Due to the extensive hydrolysis of the proteins in the ANALLERGENIC diets, these should be the first port of call to be fed as part of diagnosing suspected food allergies when a food elimination trial is needed. When the trial is done correctly, if there is no improvement in the pet’s symptoms following 6-8 weeks of sole feeding, a food allergy can confidently be ruled out and other causes explored. If the symptoms improve or resolve completely during the elimination trial, a food allergy can be diagnosed and the original food or individual protein ingredients can be re-introduced one-by-one to the pet to see which cause the symptoms to return. For ongoing management, ANALLERGENIC can be fed life-long if required or sometimes vets may recommend trying the HYPOALLERGENIC range or another non-hydrolysed selected (single source) protein diet, once the allergenic protein source has been identified.

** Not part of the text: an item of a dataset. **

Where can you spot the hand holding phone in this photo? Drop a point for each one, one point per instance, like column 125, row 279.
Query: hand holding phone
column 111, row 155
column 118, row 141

For dogs, if a hydrolysed wet food is required or the dog needs to be fed with wet and dry food, this would be when the HYPOALLERGENIC range would be recommended for the elimination trial as more texture formats are available. Also, if there was a specific health need for a moderate calorie or small dog version.

In the unlikely event of a food allergy being suspected in a puppy or kitten, please refer to your vet for further guidance on the most suitable foods to use.

In summary, both the diagnosis and management of skin conditions can be a lengthy and step-by-step process to reach an accurate diagnosis and robust future management plan; hydrolysed diets play a key role. As the diets are often used alongside other methods such as medication and lifestyle management, your vet’s advice should always be sought before using these diets and before any changes are made to the diet once it is being fed.